At the same time Xing was admitted to Booth, NovaXS was admitted to the Chicago-based hardware manufacturing startup accelerator mHUB, which helps early-stage startups secure funding and prototyping resources.

“The two programs work so well together,” says Xing. “I’m new to Chicago, but Booth and mHUB have helped me meet interesting people and build many great connections.”

Along with providing ways to network with alumni and current students, Booth also allowed him to find NovaXS’s next sales leader. In one of Xing’s early courses at Booth, Entrepreneurial Selling with Michael Alter, clinical professor of entrepreneurship, guest speaker Jim McAvoy became interested in NovaXS and joined the company. McAvoy has over 30 years of experience finding leads for health care and managed-care companies as president of JWMcAvoy & Company.

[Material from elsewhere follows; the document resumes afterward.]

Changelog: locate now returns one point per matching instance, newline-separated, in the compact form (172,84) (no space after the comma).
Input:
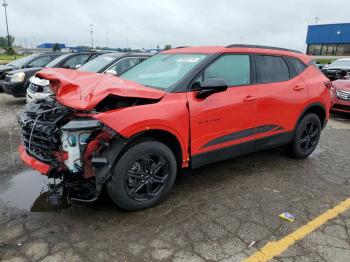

Xing looks forward to his company’s future developments.

“Research discovery in IVF and other medical areas has accelerated in the past 15 years, but we’re still at needles,” observes Xing. “During the COVID-19 pandemic, health care became more accessible at home, but there’s still no device providing treatment monitoring for these areas in remote health care. Our device can track treatment, and we’re excited to help patients.”